El olor era puro sexo –sudor nuestro mezclado, su coño aún húmedo, mi precum amargo–. Saboreaba el rastro de sus jugos en mis labios, y el dolor-placer en mi culo me hacía suplicar: «Más fuerte, Ama, no pares». Ella se frotaba el clítoris mientras me penetraba, corriéndose otra vez con un grito, su cuerpo convulsionando contra mí. Yo estaba al borde eterno, la jaula un tormento, la polla hinchada y púrpura, latiendo con cada embestida. «No te corres, putito. Tu orgasmo es un privilegio que no mereces». La negación me excitaba más, la pérdida total de control un subidón psicológico que me tenía temblando. Finalmente, me sacó, me volteó y se sentó en mi cara: «Limpia mi culo ahora, con tu lengua». Lamí, saboreando el sudor salado y el lubri, mientras ella jugaba con la llave de la jaula, rozándola pero sin abrir. El clímax para mí fue mental: correrme sin tocarme, solo por su dominio, un chorro patético escapando en la jaula mientras ella reía.

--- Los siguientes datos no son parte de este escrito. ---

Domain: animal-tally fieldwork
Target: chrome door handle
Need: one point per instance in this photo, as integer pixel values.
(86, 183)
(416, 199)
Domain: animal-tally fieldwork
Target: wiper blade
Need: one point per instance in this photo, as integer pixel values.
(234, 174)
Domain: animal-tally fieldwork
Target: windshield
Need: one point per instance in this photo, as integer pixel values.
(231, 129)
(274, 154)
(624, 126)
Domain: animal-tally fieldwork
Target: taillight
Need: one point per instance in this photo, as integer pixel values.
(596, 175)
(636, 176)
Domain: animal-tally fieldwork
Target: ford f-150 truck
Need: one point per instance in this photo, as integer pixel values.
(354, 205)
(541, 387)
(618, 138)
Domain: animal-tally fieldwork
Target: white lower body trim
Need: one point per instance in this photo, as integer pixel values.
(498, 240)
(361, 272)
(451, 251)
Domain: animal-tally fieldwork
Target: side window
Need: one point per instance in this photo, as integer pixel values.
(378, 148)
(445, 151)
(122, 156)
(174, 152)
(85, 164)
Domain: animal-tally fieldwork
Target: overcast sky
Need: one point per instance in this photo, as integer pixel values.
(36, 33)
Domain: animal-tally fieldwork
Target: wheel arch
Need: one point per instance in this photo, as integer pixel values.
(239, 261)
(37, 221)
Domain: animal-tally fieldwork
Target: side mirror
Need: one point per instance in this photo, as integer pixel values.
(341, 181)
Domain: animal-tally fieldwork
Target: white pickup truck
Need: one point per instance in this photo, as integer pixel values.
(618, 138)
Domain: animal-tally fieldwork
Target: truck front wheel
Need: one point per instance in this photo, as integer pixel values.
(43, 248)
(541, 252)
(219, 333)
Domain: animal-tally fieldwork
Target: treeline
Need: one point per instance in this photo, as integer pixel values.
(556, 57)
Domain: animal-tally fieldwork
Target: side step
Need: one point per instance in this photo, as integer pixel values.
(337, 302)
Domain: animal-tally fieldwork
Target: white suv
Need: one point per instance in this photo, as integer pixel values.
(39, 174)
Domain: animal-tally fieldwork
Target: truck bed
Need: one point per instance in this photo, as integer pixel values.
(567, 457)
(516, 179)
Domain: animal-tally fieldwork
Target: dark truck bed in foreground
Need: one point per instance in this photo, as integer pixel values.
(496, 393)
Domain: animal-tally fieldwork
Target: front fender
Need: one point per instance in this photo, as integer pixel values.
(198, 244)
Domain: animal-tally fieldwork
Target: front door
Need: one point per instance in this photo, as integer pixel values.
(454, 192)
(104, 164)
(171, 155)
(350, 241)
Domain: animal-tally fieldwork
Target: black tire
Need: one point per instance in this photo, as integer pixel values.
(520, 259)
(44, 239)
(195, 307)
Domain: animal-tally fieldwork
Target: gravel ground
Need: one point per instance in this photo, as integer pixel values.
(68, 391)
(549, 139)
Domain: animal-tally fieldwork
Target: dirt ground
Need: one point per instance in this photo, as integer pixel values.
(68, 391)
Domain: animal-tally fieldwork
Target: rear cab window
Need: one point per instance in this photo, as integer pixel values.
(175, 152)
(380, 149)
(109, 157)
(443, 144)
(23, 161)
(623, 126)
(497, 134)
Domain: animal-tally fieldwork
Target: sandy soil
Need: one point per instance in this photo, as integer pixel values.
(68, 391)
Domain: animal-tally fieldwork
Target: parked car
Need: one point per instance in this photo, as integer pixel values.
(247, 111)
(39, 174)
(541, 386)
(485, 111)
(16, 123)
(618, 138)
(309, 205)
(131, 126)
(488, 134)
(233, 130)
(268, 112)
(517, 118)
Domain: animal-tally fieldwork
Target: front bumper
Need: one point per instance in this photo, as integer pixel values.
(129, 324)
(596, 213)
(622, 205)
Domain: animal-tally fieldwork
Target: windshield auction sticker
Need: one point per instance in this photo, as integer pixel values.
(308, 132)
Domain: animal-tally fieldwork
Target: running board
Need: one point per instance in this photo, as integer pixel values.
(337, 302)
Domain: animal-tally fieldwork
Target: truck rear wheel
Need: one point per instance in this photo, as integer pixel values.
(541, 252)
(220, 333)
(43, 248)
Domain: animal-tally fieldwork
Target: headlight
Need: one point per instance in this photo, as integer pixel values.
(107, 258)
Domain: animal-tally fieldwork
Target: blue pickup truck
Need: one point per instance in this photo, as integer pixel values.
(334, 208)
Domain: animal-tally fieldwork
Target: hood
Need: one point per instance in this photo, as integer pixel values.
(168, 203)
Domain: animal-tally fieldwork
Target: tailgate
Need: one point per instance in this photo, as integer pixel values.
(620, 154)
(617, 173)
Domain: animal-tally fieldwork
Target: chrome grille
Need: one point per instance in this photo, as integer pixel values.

Al final, exhaustos y sudorosos, me quitó la jaula por fin, pero solo para ponérmela de nuevo después de pajearme al borde sin dejarme acabar. «Buen chico, has sido perfecto», murmuró, dulce pero cruel, acariciándome la cara mientras yo jadeaba en el suelo. «Esto es solo el principio. Eres mío para siempre, y lo sabes». Acepté mi lugar con un placer culpable, sabiendo que volvería por más, enganchado a esa cabrona que me tenía loco. Joder, si esto es rendirse, que no pare nunca.